No project description provided
Project description
SPaRC: Spatial Pathfinding and Reasoning Challenge
A comprehensive toolkit for spatial reasoning puzzle solving and model evaluation
Overview
SPaRC provides a comprehensive framework for evaluating language models on spatial reasoning tasks inspired by "The Witness" puzzle game.

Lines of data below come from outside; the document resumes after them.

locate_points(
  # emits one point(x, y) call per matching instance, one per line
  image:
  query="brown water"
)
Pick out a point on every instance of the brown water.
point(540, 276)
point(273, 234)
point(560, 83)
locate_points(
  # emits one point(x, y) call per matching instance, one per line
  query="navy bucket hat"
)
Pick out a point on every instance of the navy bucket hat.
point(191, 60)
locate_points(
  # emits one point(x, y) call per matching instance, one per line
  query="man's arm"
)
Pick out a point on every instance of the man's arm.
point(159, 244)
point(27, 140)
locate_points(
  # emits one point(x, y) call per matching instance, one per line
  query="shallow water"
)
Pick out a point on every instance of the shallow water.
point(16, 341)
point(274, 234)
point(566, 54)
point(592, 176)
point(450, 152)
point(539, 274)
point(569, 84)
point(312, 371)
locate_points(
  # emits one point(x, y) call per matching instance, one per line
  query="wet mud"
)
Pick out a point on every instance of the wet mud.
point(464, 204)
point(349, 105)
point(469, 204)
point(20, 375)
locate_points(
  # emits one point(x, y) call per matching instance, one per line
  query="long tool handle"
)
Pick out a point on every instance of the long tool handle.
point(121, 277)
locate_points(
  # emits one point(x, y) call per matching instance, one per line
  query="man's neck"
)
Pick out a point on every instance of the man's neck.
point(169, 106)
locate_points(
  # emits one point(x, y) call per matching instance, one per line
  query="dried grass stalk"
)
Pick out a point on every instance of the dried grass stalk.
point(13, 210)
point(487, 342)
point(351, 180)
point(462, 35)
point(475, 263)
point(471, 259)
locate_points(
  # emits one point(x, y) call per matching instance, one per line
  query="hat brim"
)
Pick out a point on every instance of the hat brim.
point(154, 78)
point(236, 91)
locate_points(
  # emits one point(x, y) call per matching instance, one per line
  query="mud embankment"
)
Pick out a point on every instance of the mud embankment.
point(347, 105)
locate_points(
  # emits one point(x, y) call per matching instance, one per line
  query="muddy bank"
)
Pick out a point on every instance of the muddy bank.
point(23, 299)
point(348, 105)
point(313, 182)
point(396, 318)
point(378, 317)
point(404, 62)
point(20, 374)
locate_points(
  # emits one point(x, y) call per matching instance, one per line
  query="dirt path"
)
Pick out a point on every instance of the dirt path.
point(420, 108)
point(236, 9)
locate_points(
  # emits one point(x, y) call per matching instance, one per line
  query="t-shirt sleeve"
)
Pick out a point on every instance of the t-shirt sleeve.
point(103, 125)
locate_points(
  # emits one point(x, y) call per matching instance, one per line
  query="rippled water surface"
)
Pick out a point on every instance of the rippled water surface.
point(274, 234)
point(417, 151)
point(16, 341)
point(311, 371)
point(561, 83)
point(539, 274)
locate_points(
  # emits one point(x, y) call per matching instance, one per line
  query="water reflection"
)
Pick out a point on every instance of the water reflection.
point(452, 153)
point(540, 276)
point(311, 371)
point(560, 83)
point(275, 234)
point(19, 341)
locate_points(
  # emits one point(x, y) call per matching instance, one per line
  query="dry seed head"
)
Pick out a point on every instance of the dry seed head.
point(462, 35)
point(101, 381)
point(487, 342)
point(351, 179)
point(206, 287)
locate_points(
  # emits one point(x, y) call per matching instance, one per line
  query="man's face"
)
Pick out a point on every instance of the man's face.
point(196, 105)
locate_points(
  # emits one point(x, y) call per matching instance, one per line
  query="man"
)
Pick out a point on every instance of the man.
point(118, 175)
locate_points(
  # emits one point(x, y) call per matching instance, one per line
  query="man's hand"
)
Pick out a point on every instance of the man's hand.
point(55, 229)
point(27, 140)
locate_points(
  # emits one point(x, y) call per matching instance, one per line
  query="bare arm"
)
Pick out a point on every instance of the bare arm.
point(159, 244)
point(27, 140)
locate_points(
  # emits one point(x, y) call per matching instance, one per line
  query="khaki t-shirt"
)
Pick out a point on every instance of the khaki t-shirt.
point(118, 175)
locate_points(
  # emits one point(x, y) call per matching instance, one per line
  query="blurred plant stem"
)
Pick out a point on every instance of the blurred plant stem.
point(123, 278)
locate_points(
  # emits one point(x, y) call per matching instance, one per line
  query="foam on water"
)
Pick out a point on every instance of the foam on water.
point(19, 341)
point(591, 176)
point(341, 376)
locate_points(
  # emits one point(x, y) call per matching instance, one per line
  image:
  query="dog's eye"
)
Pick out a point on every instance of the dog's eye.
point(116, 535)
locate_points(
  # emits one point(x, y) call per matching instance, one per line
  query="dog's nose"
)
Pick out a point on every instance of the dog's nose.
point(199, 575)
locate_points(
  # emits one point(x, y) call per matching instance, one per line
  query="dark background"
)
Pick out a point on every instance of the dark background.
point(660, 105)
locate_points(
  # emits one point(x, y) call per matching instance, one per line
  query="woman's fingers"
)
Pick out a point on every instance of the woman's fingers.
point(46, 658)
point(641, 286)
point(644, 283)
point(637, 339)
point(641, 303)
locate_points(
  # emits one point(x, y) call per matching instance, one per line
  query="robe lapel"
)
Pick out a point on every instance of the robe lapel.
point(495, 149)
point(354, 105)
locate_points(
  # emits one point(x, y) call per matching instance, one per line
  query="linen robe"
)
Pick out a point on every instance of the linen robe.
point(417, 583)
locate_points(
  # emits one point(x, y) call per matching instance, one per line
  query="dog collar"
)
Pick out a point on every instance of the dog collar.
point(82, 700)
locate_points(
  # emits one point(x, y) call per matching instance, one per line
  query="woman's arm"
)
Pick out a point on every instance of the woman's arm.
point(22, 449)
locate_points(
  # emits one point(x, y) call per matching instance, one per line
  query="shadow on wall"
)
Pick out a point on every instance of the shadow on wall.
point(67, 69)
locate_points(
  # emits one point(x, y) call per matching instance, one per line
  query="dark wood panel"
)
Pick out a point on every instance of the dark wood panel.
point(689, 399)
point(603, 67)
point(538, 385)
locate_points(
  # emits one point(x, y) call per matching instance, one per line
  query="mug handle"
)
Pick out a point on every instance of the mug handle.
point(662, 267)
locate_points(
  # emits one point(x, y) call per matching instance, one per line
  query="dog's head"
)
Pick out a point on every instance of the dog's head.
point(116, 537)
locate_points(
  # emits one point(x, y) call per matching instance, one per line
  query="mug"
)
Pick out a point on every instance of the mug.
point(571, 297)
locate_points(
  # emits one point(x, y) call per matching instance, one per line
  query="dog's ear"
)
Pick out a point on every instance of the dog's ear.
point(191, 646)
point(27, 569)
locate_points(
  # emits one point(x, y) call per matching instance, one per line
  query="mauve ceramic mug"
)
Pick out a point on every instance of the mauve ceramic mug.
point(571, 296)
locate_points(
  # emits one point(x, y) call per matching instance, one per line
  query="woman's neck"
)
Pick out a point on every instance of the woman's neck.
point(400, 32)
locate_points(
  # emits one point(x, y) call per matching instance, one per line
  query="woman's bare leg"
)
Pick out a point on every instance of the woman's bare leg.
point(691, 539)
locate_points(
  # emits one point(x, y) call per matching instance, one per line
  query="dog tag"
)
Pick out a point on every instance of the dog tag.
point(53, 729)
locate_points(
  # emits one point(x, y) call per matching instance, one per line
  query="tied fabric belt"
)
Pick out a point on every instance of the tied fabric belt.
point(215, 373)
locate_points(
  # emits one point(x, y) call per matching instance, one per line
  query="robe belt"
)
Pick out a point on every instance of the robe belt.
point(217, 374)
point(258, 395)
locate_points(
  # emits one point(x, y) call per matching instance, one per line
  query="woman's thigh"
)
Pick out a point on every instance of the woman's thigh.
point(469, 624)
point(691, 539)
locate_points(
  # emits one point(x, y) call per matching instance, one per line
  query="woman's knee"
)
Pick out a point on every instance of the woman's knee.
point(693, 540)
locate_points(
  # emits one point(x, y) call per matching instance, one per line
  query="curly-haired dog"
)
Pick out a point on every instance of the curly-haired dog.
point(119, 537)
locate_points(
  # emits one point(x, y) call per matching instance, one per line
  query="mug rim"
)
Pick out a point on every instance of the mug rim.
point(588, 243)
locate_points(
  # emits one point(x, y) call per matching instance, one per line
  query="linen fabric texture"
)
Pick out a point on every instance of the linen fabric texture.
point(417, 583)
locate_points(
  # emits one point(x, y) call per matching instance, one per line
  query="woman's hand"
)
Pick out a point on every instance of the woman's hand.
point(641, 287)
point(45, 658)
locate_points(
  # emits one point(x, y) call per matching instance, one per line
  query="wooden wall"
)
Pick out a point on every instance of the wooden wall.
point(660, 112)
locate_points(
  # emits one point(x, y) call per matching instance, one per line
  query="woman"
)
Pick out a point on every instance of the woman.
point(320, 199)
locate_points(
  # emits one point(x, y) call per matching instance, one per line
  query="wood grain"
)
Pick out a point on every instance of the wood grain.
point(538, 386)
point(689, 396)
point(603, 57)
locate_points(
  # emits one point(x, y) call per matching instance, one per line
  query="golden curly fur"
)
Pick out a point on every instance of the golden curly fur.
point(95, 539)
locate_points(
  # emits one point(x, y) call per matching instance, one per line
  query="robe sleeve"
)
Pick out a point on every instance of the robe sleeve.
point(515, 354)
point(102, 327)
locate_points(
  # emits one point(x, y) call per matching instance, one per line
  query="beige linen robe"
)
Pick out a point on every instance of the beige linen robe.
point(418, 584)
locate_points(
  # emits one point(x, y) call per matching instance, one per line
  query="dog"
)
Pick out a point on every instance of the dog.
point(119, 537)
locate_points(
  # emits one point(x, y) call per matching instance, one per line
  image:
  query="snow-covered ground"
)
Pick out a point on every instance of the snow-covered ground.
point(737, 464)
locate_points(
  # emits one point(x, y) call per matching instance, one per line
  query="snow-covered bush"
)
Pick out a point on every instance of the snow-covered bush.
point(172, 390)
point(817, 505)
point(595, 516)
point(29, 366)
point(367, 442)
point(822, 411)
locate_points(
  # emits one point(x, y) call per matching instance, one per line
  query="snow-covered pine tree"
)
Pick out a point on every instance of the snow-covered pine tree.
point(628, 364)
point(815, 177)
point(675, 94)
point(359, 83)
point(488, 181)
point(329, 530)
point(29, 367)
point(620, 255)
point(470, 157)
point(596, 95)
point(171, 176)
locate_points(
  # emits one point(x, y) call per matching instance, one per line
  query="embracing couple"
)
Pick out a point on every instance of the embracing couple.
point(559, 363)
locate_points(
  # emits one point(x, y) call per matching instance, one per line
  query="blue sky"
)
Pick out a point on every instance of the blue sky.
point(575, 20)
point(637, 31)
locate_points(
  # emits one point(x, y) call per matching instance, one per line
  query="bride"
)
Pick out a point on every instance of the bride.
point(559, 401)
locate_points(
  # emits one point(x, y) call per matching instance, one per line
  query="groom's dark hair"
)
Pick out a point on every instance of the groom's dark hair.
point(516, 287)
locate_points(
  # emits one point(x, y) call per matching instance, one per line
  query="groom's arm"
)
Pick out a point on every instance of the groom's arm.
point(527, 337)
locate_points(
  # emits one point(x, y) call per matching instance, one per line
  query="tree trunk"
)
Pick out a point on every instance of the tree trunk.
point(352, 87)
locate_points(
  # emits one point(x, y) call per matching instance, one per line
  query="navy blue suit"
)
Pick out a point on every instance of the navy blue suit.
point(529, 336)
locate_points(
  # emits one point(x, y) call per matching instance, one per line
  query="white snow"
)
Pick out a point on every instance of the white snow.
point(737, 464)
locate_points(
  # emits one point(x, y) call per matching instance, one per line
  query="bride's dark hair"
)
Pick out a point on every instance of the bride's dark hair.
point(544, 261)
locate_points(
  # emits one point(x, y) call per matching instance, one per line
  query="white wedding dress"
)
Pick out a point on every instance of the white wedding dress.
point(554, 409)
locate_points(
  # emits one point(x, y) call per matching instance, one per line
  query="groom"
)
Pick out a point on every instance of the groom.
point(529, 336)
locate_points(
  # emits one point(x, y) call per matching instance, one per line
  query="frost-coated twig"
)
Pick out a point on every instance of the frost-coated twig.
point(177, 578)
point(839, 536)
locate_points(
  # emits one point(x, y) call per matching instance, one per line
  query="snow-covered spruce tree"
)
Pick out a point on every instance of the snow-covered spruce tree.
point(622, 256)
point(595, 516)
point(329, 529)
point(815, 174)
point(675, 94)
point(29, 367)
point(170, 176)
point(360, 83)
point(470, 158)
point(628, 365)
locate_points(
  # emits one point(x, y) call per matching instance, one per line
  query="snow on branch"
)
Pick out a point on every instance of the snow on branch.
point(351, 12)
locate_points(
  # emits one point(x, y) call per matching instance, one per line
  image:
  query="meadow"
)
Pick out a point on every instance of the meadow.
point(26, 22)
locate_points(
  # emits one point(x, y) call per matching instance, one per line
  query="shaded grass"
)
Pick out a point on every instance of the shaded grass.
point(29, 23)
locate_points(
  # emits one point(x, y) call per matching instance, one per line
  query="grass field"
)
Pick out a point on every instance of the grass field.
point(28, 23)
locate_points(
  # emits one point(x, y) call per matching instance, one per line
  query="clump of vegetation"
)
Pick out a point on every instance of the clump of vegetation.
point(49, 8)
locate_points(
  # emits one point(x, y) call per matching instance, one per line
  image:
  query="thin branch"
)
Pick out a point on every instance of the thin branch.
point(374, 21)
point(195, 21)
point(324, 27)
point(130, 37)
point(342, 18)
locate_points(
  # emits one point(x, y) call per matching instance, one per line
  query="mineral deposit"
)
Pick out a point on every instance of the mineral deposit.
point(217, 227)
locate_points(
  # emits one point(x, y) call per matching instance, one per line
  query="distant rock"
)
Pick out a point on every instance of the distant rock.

This package includes tools for dataset processing, solution validation, and model evaluation with beautiful terminal output.
Installation
Install the package from PyPI:
pip install sparc-puzzle
Or install from source:
git clone https://github.com/lkaesberg/SPaRC.git
cd SPaRC
pip install -e .
Quick Start
1. Testing a Model on the Dataset
Run the complete benchmark on your model:
sparc --api-key "your-openai-api-key" --model "gpt-4" --batch-size 5
Key Features:
- 🔄 Resume Support: Automatically saves progress and resumes from where you left off
- ⚡ Batching: Process multiple puzzles concurrently for faster evaluation
- 🎨 Rich Output: Beautiful terminal interface with progress tracking
- 🛑 Graceful Shutdown: Press Ctrl+C to stop after current batch
Example with different endpoints:
# OpenAI API
sparc --api-key "sk-..." --model "gpt-4"
# Custom endpoint (e.g., local model)
sparc --api-key "your-key" --base-url "http://localhost:8080/v1" --model "llama-3.3-70b"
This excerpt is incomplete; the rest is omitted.